Validado por Kathleen, Waits ganhou a confiança necessária para produzir ele próprio Swordfishtrombones. Saiu pela primeira vez da sua zona de segurança e obrigou-nos a sair da nossa. Os instrumentos de cordas foram despejados no lixo, o saxofone deitado pela janela fora, o piano encostado a um canto: instrumentos esquisitos como marimbas e harmónicas de vidro serviam melhor a sua nova visão estilística. Mesmo os instrumentos convencionais como a guitarra eléctrica eram agora tocados de uma forma não ortodoxa. A música era agora mais rítmica e visceral, como se Tom tentasse captar o tumulto da vida interior das suas próprias personagens subterrâneas.
Oscar Wilde dizia que o segredo da criatividade estava em esconder muito bem as fontes.
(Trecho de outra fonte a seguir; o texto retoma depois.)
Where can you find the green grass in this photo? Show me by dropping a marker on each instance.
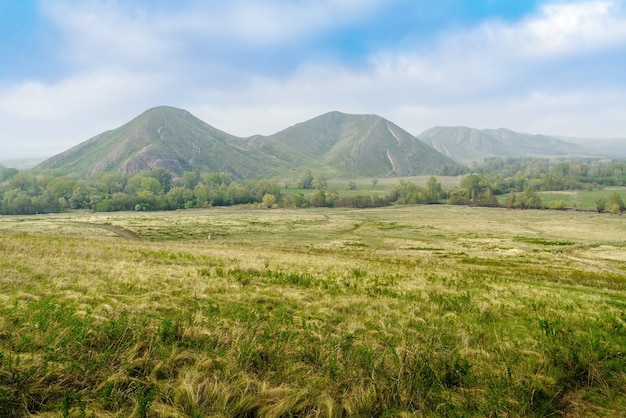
(412, 311)
(585, 198)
Waits fez bem o seu trabalho de casa: Swordfishtrombones soa sobretudo a ele próprio. Só escavando muito conseguimos desenterrar as suas influências avant-garde: os blues selvagens e minimais de “16 shells from a thirty-ought six”, “Down, down, down” e “Gin soaked boy” lembram Captain Beefheart; a trôpega “Underground” tem não só uma progressão de acordes típica de Kurt Weill como a sua grotesca teatralidade; as percussões estranhas “recolhidas no ferro-velho” e o chiar de uma cadeira a arrastar em “Shore Leave” sabem ao vanguardista Harry Partch.
Não se pense porém que Waits rejeita por completo o seu lado mais clássico. A melodia continua a ter o seu lugar em Swordfishtrombones. “Johnsburg, Illinois” e “Soldier’s things” são bonitas baladas que não destoariam em Blue Valentine. O Waits pós-Asylum é assim: abraça com a mesma intensidade a dissonância e a melodia, a doçura e o ruído, a canção e o experimentalismo. O novo Tom Waits é complexo e contraditório. Como a vida.
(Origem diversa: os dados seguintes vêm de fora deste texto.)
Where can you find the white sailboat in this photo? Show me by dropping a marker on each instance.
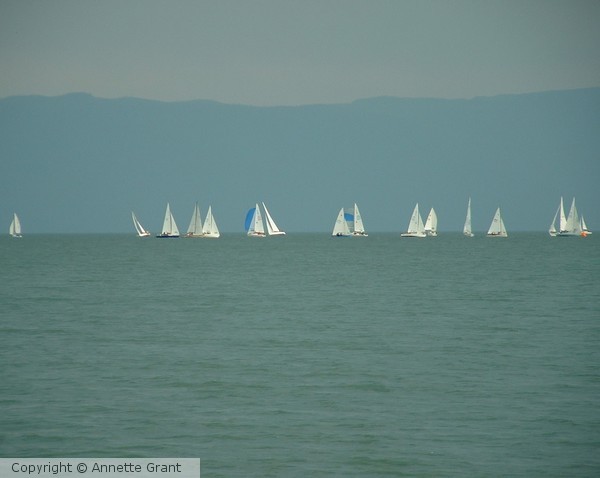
(138, 226)
(431, 223)
(497, 228)
(571, 225)
(254, 224)
(341, 228)
(358, 229)
(169, 229)
(272, 228)
(415, 226)
(584, 230)
(552, 230)
(195, 227)
(15, 226)
(210, 229)
(467, 228)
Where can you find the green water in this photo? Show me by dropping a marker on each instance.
(305, 355)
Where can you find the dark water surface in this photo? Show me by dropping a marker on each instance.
(305, 355)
Da mesma forma, há uma continuidade poética com os discos anteriores. Swordfishtrombones está povoado com as mesmas personagens marginais e desadaptadas, os mesmos sonhos traídos. “Shore leave”, narrada por um marinheiro desembarcado em Hong Kong, é a canção mais bonita que conheço sobre a saudade: “and I wondered now how the same moon outsider over this Chinatown fair could look down on Illinois and find you there”. “Town with no cheer” conta a história de uma cidade esquecida pelo mundo, onde nem sequer há o raio de um tasco onde se possa afogar as mágoas. Na comovente “Soldier’s things”, uma mãe vende os pertences do seu filho morto na guerra. “Frank’s wild years” fala-nos de um pai de família que pega fogo à própria casa, arrancando estrada fora: parábola sobre o desmembramento da sua própria família quando Tom tinha 10 anos.
Como seria de esperar, o disco foi um flop comercial nos Estados Unidos e um sucesso na velha Europa, sempre mais sofisticada nos seus gostos musicais. Para os aficionados, o álbum foi porém muito mais do que uma obra-prima: tornou-se um ícone de integridade, a marca de um artista incorruptível que nunca fez concessões a nada nem a ninguém.
Rain Dogs sempre foi muito invejoso do estatuto do disco que o precedeu. Achava-se superior, reivindicando da história do rock um maior reconhecimento. Azarão, Rain Dogs: “Swordfish” foi o primeiro. É ele que ergueremos sempre como bandeira.